Pochi, finora ora i commenti che arrivano dall’esterno. Subito dopo l’uccisione dell’orsa Marco Marsilio, governatore dell’Abruzzo, si è detto “pronto a far costituire la Regione come parte civile contro questo delinquente (Andrea Leombruni, ndr) per tutelare l’immagine e l’onorabilità della nostra gente”, e ha invitato “le comunità locali e i turisti a osservare tutte le norme prescritte affinché gli animali possano vivere indisturbati nel loro habitat”. Le Regioni Lazio e Molise, che ospitano anche loro gli orsi, non si sono finora espresse.

Per Lucio Zazzara, presidente del Parco Nazionale della Maiella, l’uccisione dell’orsa “è un gesto sconsiderato per diverse ragioni, sia d’interesse scientifico, sia sociale, sia economico; ma soprattutto è la manifestazione di una pericolosa sottocultura che continua a privilegiare un approccio violento alle problematiche, che pure sussistono, nel rapporto uomo-natura”.

La giornalista Sabrina Giannini, autrice di inchieste per programmi RAI come Report e Indovina chi viene a cena, che si è scagliata con toni durissimi contro i cacciatori e la politica, non solo di centrodestra.

“Non dite che è un cretino armato, questo crimine è figlio dell’odio che questo governo e Maurizio Fugatti stanno iniettando nelle teste di chi già uccide per sadico diletto. E’ passato il messaggio che la fauna è di troppo, complici i miei colleghi sdraiati a pelle d’orso davanti al governo e alle lobby della caccia e delle armi. Anche la sinistra, il M5S, non hanno mai capito che servono punizioni severe. La galera”.
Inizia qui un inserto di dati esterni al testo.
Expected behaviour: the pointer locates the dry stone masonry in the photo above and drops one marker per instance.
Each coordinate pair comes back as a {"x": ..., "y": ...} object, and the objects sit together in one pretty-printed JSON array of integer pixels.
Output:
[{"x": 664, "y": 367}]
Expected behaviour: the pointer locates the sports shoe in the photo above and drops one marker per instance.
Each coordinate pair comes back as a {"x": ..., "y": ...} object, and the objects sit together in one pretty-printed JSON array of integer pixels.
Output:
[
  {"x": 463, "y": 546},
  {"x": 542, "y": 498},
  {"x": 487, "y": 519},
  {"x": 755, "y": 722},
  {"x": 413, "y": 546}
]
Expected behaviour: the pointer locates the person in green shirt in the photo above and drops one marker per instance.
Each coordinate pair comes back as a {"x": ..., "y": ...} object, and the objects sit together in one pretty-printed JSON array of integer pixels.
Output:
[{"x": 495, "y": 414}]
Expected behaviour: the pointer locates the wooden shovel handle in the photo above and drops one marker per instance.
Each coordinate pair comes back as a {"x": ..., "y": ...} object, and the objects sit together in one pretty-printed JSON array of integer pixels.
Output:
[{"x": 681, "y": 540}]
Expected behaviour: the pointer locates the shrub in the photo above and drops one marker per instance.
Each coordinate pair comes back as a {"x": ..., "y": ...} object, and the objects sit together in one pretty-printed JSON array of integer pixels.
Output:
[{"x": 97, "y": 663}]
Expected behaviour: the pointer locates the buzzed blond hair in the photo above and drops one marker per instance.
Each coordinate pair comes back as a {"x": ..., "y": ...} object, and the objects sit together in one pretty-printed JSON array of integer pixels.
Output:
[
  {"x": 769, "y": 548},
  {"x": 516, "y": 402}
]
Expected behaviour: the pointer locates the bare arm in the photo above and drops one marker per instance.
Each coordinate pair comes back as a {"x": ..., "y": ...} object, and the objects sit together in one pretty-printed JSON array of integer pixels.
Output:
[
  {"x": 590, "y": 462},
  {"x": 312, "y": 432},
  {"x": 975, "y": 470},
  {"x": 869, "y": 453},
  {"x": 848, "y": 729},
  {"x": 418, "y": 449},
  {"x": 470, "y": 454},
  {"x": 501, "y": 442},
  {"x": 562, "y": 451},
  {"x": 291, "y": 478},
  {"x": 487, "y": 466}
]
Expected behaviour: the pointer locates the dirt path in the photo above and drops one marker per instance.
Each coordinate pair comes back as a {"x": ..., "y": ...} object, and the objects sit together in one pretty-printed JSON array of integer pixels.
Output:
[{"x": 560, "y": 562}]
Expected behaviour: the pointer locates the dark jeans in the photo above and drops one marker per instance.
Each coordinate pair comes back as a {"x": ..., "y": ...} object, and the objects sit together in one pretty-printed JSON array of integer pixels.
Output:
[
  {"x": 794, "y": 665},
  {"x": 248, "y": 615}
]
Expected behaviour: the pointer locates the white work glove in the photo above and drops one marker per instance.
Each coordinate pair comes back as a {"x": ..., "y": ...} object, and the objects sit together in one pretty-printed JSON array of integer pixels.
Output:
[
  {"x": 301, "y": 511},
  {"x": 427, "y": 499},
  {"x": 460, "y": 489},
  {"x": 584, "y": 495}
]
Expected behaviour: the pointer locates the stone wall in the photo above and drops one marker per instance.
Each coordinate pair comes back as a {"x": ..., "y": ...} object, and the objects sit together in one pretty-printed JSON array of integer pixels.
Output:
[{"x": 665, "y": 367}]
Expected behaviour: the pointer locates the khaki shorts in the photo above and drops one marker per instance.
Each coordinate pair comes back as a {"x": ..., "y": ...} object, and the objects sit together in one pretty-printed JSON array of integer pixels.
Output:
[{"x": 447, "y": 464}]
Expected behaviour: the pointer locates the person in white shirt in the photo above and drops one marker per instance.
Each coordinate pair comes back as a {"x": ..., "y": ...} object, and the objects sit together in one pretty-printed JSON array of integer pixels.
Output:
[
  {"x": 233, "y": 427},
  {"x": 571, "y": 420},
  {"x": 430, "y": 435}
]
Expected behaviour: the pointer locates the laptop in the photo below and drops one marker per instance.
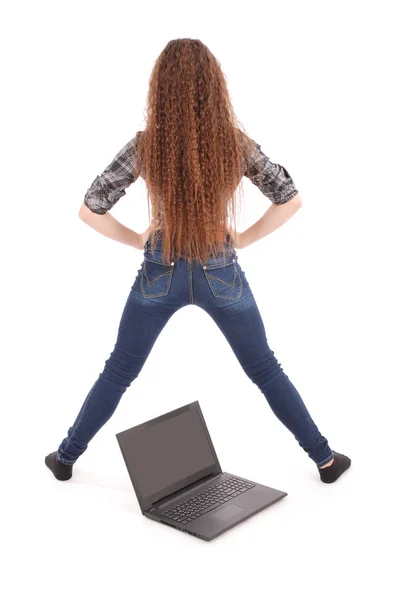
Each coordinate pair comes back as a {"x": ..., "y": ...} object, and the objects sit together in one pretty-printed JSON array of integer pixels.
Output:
[{"x": 177, "y": 477}]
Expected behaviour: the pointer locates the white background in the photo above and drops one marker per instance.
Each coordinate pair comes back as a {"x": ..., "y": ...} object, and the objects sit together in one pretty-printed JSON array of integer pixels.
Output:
[{"x": 316, "y": 85}]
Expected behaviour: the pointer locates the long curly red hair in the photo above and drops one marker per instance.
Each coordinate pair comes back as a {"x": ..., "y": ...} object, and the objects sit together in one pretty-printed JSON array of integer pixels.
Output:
[{"x": 193, "y": 151}]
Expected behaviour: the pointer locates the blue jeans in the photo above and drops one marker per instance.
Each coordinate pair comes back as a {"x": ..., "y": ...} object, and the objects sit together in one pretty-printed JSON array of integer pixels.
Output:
[{"x": 219, "y": 287}]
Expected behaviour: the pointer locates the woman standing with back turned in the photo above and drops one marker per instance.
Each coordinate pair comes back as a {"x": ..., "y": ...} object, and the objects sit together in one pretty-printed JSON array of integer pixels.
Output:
[{"x": 192, "y": 155}]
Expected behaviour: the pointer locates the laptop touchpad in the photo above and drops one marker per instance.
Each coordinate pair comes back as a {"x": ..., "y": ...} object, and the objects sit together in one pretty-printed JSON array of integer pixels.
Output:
[{"x": 227, "y": 512}]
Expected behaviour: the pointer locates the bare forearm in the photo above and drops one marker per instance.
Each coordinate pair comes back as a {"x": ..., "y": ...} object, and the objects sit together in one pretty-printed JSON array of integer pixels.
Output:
[
  {"x": 275, "y": 216},
  {"x": 109, "y": 226}
]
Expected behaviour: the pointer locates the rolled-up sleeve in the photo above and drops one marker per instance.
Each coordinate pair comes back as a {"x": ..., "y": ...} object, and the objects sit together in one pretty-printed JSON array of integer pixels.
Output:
[
  {"x": 108, "y": 187},
  {"x": 273, "y": 180}
]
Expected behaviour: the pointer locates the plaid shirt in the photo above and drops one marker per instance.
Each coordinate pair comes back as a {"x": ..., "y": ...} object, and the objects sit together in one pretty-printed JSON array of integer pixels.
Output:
[{"x": 275, "y": 182}]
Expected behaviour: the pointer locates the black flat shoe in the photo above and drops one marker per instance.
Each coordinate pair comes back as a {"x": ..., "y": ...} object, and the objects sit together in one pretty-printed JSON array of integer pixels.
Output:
[
  {"x": 332, "y": 473},
  {"x": 60, "y": 470}
]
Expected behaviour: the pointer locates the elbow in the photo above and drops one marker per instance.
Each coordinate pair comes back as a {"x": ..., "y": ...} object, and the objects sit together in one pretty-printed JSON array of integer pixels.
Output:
[
  {"x": 85, "y": 212},
  {"x": 296, "y": 200}
]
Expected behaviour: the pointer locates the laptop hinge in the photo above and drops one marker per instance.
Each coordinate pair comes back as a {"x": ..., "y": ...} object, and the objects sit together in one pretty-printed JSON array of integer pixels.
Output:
[{"x": 182, "y": 490}]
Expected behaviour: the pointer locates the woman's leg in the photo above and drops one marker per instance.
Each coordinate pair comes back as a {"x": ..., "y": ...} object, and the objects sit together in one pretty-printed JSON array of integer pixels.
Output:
[
  {"x": 141, "y": 322},
  {"x": 241, "y": 323}
]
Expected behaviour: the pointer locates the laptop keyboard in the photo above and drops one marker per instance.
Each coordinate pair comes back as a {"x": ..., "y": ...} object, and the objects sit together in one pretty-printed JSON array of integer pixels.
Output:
[{"x": 211, "y": 498}]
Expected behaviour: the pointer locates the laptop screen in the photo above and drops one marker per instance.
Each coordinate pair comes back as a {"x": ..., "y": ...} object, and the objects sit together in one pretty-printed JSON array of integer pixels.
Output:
[{"x": 167, "y": 453}]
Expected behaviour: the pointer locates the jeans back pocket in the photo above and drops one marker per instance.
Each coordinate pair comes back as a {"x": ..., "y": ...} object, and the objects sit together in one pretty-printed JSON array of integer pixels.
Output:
[
  {"x": 224, "y": 280},
  {"x": 156, "y": 278}
]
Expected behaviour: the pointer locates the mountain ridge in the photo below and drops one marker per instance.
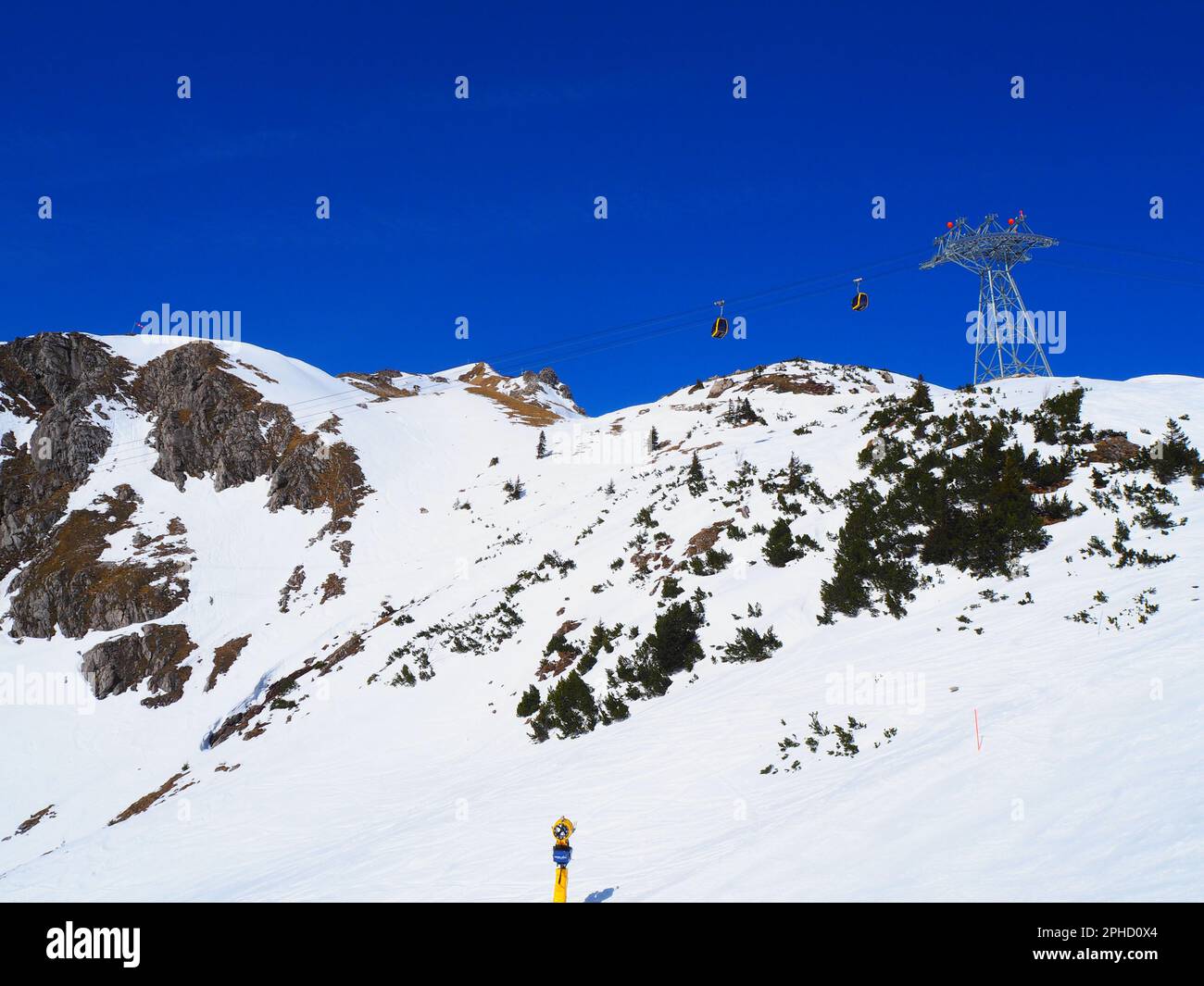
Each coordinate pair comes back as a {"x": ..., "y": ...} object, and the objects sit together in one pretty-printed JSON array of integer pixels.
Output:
[{"x": 336, "y": 543}]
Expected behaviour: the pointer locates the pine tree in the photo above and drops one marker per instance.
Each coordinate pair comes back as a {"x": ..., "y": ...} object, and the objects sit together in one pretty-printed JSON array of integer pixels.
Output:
[
  {"x": 779, "y": 547},
  {"x": 529, "y": 705},
  {"x": 696, "y": 481},
  {"x": 1173, "y": 456},
  {"x": 922, "y": 397}
]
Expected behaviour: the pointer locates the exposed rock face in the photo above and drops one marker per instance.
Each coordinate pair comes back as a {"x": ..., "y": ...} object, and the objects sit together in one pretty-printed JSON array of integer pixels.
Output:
[
  {"x": 522, "y": 397},
  {"x": 68, "y": 586},
  {"x": 156, "y": 654},
  {"x": 224, "y": 657},
  {"x": 548, "y": 378},
  {"x": 787, "y": 383},
  {"x": 207, "y": 421},
  {"x": 53, "y": 378},
  {"x": 380, "y": 384}
]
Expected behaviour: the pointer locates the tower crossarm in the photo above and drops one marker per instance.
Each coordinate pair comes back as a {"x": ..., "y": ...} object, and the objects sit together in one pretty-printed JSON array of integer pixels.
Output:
[{"x": 988, "y": 244}]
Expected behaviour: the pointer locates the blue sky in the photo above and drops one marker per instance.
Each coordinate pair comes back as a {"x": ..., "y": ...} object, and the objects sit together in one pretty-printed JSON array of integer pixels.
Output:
[{"x": 484, "y": 207}]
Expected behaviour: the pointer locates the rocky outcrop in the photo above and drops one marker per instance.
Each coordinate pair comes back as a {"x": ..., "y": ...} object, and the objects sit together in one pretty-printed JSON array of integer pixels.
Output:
[
  {"x": 224, "y": 657},
  {"x": 787, "y": 383},
  {"x": 67, "y": 586},
  {"x": 546, "y": 377},
  {"x": 1114, "y": 448},
  {"x": 156, "y": 656},
  {"x": 56, "y": 380},
  {"x": 207, "y": 421},
  {"x": 524, "y": 399},
  {"x": 380, "y": 384}
]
Nessun politico, in Abruzzo, a Roma o altrove, si è ancora espresso sui fatti di San Benedetto dei Marsi, magari per proclamare il diritto degli umani a difendersi armi alla mano dalle incursioni degli orsi nelle loro proprietà. Niente, silenzio assoluto. Come se il problema non esistesse.

Seicento chilometri più a nord, però, le elezioni in Trentino sono alle porte, e lì la questione degli orsi è da tempo un argomento centrale. Accadrà anche sull’Appennino tra Lazio, Abruzzo e Molise? Sarebbe l’ennesimo brutto episodio di un anno orribile per gli orsi e per tutta la natura italiana.